Termination Timing When Providing Severance Pay

September 18, 2017

Topics: Terminating Employees

Offering to pay an employee severance pay after their employment is terminated does not change an employee’s termination date—despite some employees believing that their employment continues while they consider the severance agreement.  When an employer says it is “time to part ways,” that employee’s employment is over.

If an employee is offered severance pay when his or her employment is terminated, the employee should be given a severance agreement to sign prior to receiving the severance.  The agreement sets forth both the employer’s and employee’s obligations, and is generally something your employment lawyer would help you draft.  Usually, in exchange for agreeing to certain provisions (such as the employee promising not to sue the company, not to reveal company confidences, not to disparage the company, not to poach employees etc.), the company agrees to provide certain severance payments, and/or agrees to continue to pay health insurance premiums for some amount of time, and/or potentially makes other agreements in the employee’s favor.  The company must offer something of value as “consideration” (exchange) in order for the employee’s promises to be enforceable in a court of law.

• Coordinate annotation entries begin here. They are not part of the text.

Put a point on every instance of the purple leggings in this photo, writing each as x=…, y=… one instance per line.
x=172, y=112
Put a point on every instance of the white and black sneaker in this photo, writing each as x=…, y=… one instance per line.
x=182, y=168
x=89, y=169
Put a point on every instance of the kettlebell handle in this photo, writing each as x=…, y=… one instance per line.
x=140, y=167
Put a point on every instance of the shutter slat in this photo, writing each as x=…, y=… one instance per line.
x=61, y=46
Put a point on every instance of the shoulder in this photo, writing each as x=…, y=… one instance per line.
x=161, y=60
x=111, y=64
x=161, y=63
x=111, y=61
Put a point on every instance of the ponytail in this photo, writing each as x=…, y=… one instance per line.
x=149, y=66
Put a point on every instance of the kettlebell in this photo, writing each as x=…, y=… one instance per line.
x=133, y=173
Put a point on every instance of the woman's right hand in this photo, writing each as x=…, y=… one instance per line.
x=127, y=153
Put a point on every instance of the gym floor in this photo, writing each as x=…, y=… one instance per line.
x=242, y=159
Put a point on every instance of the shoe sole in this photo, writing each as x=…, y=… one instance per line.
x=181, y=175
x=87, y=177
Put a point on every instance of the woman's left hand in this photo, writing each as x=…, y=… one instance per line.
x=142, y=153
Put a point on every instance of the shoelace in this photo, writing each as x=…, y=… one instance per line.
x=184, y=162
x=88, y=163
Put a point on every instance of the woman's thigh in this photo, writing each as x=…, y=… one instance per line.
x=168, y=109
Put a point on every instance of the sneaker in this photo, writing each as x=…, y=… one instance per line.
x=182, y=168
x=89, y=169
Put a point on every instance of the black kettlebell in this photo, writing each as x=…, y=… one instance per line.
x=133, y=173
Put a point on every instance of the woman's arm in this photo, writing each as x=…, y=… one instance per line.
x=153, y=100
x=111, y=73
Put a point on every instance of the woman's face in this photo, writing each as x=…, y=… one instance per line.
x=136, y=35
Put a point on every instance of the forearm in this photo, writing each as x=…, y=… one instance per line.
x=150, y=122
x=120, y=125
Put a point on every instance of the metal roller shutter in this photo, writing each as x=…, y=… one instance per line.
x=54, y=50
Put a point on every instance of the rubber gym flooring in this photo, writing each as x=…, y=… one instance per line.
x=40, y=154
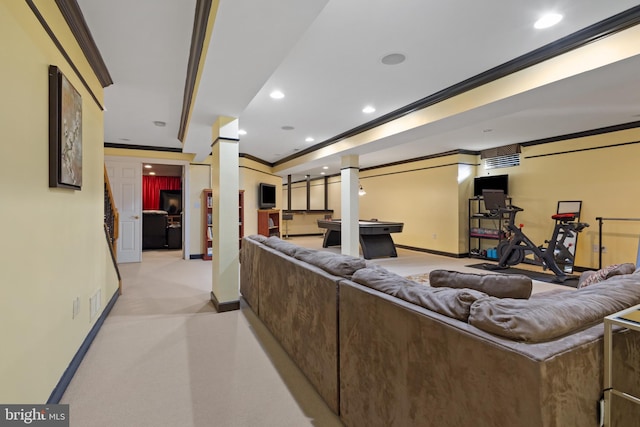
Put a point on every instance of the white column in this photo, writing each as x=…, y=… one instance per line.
x=350, y=206
x=225, y=184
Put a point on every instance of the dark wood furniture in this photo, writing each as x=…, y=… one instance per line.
x=375, y=236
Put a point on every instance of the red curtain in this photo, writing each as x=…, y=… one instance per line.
x=151, y=186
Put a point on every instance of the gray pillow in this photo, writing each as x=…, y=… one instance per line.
x=590, y=277
x=280, y=245
x=547, y=317
x=454, y=303
x=336, y=264
x=497, y=285
x=257, y=237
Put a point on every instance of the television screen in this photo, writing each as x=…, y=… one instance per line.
x=171, y=201
x=266, y=196
x=491, y=182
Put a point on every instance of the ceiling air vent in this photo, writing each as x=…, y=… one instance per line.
x=501, y=157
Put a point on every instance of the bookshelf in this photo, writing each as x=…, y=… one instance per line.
x=240, y=217
x=207, y=223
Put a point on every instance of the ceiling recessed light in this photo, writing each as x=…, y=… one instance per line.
x=548, y=20
x=393, y=59
x=276, y=94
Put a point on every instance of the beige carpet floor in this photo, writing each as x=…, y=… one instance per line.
x=164, y=357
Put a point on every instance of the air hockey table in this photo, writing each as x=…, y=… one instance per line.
x=375, y=236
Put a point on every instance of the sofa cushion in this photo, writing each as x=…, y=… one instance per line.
x=454, y=303
x=497, y=285
x=336, y=264
x=547, y=317
x=280, y=245
x=590, y=277
x=257, y=237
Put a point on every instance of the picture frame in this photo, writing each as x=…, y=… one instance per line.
x=65, y=132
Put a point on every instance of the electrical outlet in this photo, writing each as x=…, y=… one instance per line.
x=76, y=307
x=95, y=303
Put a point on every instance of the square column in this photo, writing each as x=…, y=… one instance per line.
x=350, y=206
x=225, y=176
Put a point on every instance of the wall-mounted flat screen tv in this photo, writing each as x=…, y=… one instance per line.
x=266, y=196
x=171, y=201
x=490, y=182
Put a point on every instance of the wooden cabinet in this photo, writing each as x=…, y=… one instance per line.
x=207, y=223
x=240, y=217
x=269, y=222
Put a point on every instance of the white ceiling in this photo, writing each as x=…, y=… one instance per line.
x=325, y=55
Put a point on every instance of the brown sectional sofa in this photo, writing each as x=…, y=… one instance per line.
x=384, y=351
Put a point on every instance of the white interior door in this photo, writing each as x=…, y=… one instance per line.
x=126, y=184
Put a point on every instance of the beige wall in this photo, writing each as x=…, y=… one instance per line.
x=431, y=196
x=594, y=170
x=54, y=248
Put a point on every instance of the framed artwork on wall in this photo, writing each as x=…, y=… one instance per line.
x=65, y=132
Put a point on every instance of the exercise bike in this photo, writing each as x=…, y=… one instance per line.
x=557, y=253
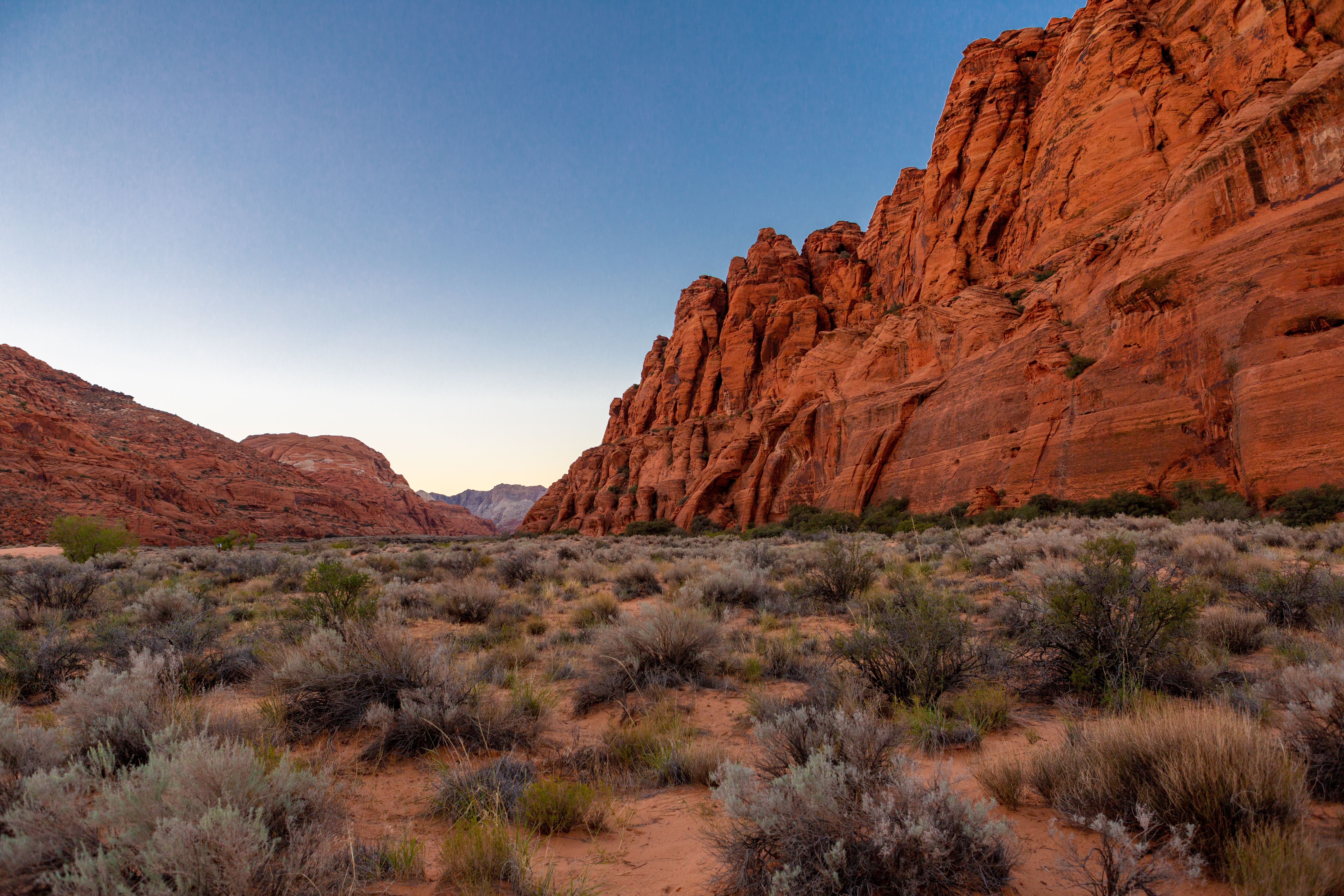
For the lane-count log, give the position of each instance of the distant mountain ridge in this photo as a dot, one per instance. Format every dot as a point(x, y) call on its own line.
point(504, 506)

The agreement spelling out these arrangements is generally provided to the employee during the termination meeting, or shortly thereafter.  And the employee is then going to have time to consider the arrangement and decide whether to accept it.

It is important to make clear to the employee, however, that without regard to whether the employee yet has a copy of the severance agreement, or has yet accepted it, the employee’s employment is terminated as of that termination meeting.  The time the employee has to consider whether to accept the severance arrangement does not extend the time the employee is employed.

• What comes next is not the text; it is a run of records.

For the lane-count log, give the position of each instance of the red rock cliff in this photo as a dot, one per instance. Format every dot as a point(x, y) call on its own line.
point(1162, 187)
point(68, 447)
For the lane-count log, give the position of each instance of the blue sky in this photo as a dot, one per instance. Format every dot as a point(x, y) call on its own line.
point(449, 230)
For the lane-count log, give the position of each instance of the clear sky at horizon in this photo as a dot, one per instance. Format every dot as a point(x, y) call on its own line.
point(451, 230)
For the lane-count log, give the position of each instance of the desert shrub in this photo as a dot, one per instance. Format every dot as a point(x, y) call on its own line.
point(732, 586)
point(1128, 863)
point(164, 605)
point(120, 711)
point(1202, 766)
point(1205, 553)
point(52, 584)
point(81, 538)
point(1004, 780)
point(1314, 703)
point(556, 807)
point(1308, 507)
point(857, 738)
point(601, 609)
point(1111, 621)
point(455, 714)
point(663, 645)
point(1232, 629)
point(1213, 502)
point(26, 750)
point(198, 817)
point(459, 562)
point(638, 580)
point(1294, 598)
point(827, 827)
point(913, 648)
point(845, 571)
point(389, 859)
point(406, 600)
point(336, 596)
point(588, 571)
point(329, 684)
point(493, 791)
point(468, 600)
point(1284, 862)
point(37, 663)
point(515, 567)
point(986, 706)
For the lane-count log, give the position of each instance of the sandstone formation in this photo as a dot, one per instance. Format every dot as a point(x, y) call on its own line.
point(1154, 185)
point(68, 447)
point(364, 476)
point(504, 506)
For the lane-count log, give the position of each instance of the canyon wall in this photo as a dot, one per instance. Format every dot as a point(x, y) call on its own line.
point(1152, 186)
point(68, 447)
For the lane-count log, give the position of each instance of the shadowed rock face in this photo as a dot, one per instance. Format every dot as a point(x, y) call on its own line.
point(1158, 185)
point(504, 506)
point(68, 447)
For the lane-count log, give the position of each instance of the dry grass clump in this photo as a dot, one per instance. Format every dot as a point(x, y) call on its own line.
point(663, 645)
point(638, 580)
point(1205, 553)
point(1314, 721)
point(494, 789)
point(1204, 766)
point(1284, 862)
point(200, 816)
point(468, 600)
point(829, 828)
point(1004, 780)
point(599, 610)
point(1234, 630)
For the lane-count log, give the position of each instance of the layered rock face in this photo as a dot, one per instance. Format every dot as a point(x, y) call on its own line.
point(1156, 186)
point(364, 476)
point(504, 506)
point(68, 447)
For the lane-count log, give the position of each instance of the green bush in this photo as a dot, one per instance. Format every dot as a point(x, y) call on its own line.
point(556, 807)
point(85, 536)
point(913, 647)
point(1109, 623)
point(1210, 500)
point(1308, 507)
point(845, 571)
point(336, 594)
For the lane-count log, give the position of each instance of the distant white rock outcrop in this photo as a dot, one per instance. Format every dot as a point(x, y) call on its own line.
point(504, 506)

There are times when an employer might want to provide employees with notice that their employment will be terminated in the future.  This is most applicable in layoff/downsizing situations.  But in most cases (and even some layoff situations), it is generally a best practice to advise employees that their employment has been terminated at the point that it is actually ending.

During that termination meeting, the employee should turn over any keys, key cards, or other methods of access, return any company equipment (or make arrangements to return it swiftly), and otherwise wrap up his or her affairs with the company.  The employee should pack up his or her belongings (or you can make arrangements to have them sent), and should be advised about filing for unemployment insurance benefits.  Taking these actions can help make it clear to the employee that employment has ended, and that during the time to consider whether to accept severance pay, the individual is not still employed.